Ces dernières années, les biologistes ont découvert que les fleurs ne sont pas seulement dotées d’un langage qui leur est propre, mais aussi d’une mémoire. En effet, la science reconnait à la flore des capacités cognitives, voire émotives. Si cette information peut en dérouter plus d’un, les artistes, eux, ont toujours approché les fleurs de manière sensible et attentive, comme s’ils souhaitaient apprivoiser le vivant.
De nombreuses estampes, quelles que soient l’époque et les techniques employées, mettent les fleurs à l’honneur. C’est d’ailleurs un thème de prédilection dans l’art japonais du début du XXe siècle, notamment avec des artistes du mouvement shin-hanga (« nouvelles gravures »), tels Imao Keinen (1845-1924) ou Ohara Koson (1877-1945), qui vont à leur tour célébrer les fleurs et la nature, et se passionner pour leurs plus infimes variations, puisant dans leurs formes et leurs textures une formidable source d’inspiration graphique.
Renouer avec la nature, observer le fil des saisons, admirer la beauté des différentes espèces de fleurs, autant de thèmes qui ont été explorés par divers artistes à travers l’estampe. Grâce aux diverses techniques d’impression, ils figent le caractère fragile et éphémère des fleurs.
Les œuvres florales célébrant les fleurs et la nature se passionnent pour leurs variations les plus minimes et les plus délicates. Les différentes textures et formes des fleurs en font une source d’inspiration graphique de choix qui ont inspiré de nombreux graveurs, d’autant plus que certaines techniques de gravures comme le burin ou l’eau-forte permettent de mettre en valeur de nombreux détails, de créer de véritables floraisons graphiques.
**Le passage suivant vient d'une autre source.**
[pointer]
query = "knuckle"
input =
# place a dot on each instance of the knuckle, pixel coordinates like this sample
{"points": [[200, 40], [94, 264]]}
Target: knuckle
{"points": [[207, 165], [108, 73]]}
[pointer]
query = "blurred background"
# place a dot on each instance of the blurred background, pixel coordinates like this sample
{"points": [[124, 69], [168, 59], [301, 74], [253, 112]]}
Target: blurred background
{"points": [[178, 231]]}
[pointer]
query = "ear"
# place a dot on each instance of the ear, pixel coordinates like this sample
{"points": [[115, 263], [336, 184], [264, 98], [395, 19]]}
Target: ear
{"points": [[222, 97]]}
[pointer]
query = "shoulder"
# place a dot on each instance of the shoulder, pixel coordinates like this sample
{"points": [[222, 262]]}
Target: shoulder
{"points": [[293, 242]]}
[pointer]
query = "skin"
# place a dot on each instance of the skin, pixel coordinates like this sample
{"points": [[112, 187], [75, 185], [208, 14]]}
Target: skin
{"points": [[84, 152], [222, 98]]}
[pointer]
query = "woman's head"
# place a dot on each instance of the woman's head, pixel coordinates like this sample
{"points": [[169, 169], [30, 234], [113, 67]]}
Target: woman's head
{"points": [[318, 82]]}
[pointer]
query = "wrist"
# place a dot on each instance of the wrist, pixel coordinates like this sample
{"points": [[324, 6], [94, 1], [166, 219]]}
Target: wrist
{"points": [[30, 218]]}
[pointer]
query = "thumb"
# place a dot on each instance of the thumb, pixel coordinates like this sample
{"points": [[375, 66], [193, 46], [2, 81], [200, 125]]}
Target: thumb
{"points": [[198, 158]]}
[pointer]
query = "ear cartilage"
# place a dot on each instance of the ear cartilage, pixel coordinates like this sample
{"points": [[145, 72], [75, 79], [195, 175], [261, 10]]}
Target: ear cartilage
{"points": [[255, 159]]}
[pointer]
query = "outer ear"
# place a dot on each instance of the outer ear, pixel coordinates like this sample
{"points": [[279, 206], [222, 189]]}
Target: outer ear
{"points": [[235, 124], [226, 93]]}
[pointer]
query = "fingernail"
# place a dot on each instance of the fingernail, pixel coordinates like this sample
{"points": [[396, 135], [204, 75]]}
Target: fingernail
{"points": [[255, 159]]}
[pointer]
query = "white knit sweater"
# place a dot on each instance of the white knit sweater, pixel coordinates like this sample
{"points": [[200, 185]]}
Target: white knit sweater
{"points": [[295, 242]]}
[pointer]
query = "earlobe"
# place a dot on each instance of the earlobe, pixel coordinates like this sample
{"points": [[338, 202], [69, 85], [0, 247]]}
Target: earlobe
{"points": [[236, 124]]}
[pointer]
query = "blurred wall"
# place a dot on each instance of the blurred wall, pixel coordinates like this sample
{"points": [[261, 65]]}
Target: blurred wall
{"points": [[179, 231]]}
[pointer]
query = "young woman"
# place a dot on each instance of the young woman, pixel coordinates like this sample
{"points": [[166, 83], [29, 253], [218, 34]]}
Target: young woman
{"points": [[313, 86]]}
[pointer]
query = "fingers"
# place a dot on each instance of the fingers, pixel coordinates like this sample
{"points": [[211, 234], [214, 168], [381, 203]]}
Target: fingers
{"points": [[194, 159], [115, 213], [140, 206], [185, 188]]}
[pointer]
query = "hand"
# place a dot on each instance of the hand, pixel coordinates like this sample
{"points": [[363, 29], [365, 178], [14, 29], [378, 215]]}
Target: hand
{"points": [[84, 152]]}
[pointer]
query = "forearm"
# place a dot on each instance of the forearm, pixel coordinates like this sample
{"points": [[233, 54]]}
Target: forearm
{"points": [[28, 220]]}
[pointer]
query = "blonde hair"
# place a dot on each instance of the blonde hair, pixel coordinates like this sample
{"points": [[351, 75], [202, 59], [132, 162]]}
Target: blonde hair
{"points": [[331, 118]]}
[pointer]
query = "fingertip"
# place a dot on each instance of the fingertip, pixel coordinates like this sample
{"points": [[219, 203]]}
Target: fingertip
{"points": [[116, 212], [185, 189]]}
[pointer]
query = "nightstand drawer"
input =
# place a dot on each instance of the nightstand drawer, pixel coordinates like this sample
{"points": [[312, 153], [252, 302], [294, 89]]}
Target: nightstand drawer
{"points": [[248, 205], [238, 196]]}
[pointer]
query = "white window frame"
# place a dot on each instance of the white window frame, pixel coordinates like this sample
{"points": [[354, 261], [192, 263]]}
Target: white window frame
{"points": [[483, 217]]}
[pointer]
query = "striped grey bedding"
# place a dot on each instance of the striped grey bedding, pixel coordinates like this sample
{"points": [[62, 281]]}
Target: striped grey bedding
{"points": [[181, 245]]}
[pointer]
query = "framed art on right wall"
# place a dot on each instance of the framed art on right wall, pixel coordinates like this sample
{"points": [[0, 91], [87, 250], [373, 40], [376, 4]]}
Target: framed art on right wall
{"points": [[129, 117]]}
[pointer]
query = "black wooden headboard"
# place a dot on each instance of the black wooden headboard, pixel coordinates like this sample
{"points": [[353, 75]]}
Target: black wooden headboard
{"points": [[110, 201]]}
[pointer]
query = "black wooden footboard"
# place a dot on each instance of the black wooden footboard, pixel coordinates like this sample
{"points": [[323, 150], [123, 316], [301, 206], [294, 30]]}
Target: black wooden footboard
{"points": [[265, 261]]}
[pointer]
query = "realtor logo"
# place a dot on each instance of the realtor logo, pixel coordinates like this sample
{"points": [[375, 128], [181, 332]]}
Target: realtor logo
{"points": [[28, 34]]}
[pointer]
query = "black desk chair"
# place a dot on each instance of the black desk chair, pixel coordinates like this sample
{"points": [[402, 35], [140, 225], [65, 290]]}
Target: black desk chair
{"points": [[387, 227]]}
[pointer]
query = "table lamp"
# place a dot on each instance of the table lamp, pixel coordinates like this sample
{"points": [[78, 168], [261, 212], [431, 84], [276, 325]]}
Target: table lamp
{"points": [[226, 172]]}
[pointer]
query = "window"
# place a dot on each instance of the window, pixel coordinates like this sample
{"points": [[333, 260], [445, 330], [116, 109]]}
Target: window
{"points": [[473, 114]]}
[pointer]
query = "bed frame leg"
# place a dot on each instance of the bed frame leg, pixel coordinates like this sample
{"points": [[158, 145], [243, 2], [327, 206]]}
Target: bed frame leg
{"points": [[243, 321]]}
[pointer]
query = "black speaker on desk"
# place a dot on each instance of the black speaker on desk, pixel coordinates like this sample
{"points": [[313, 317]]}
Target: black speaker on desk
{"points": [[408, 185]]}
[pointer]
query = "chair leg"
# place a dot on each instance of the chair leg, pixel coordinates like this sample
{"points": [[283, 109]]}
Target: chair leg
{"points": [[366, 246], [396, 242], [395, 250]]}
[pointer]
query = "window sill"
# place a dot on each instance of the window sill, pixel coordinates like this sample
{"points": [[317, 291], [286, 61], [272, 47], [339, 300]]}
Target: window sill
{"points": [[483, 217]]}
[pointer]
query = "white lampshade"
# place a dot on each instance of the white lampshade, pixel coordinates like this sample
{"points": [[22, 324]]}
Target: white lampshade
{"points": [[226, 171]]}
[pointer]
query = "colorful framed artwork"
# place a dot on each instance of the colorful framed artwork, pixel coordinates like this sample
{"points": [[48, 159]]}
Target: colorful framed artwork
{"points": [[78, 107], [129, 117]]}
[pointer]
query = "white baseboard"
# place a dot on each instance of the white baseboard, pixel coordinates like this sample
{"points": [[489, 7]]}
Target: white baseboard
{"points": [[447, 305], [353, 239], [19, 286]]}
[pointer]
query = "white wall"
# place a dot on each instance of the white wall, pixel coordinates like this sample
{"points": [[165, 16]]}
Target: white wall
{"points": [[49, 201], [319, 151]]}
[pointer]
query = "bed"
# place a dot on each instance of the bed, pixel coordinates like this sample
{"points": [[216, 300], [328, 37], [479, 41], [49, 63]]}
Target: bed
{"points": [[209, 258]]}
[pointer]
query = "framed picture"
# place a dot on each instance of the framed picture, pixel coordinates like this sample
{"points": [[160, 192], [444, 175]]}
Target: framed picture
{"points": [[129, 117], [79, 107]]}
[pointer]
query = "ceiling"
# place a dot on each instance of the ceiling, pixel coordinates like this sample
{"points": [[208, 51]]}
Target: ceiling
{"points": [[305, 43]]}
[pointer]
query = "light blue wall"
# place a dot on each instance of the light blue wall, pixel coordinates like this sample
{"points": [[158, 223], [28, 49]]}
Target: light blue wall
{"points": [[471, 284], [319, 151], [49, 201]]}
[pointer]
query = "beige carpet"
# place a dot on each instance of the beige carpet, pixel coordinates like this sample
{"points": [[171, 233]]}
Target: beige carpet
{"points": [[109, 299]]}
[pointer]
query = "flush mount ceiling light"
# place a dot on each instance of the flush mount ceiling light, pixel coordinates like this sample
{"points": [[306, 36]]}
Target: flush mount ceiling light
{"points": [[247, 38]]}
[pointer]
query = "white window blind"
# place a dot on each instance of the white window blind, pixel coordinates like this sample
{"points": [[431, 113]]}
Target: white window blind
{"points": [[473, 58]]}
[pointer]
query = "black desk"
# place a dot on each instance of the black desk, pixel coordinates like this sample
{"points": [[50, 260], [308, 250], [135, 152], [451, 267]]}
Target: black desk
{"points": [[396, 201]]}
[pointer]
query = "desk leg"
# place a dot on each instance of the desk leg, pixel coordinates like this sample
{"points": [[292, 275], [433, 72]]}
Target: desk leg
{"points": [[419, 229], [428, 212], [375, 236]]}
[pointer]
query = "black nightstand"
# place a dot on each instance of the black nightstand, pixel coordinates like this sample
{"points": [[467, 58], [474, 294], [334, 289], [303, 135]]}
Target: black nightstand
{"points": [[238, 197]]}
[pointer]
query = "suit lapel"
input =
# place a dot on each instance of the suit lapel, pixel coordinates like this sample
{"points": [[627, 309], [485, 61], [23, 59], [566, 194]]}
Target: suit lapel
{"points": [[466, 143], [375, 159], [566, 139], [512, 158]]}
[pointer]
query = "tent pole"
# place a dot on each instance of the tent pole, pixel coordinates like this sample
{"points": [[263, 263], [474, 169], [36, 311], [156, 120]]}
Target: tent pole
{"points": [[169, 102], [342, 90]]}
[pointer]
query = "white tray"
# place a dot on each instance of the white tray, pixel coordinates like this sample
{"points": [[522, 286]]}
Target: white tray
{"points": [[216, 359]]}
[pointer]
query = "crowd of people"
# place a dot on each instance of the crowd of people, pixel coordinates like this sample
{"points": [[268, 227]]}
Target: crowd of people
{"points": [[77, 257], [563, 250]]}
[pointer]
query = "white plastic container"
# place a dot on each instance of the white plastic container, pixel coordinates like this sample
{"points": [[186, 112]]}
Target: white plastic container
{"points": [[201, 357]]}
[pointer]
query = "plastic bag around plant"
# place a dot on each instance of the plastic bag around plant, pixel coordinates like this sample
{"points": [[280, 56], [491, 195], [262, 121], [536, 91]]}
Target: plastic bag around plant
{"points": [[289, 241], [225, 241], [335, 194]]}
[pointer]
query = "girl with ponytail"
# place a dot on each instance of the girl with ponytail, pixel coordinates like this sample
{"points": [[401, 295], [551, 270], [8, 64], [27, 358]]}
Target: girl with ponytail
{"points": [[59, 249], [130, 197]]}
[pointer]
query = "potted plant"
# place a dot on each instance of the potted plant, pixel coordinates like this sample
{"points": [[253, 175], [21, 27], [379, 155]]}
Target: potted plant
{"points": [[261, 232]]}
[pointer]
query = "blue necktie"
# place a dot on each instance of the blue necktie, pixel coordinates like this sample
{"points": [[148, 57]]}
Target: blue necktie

En consultant notre sélection d’estampes florales, vous vous apercevrez qu’elles ne sont pas seulement purement descriptives ou décoratives, mais qu’elles révèlent également comment les artistes les rêvent, les fantasment et leur attribuent une force symbolique. Dans ces différentes pièces, les fleurs sont l’expression de nos émotions, mais témoignent aussi de notre relation parfois tumultueuse mais profonde avec la nature, un sujet plus que jamais actuel.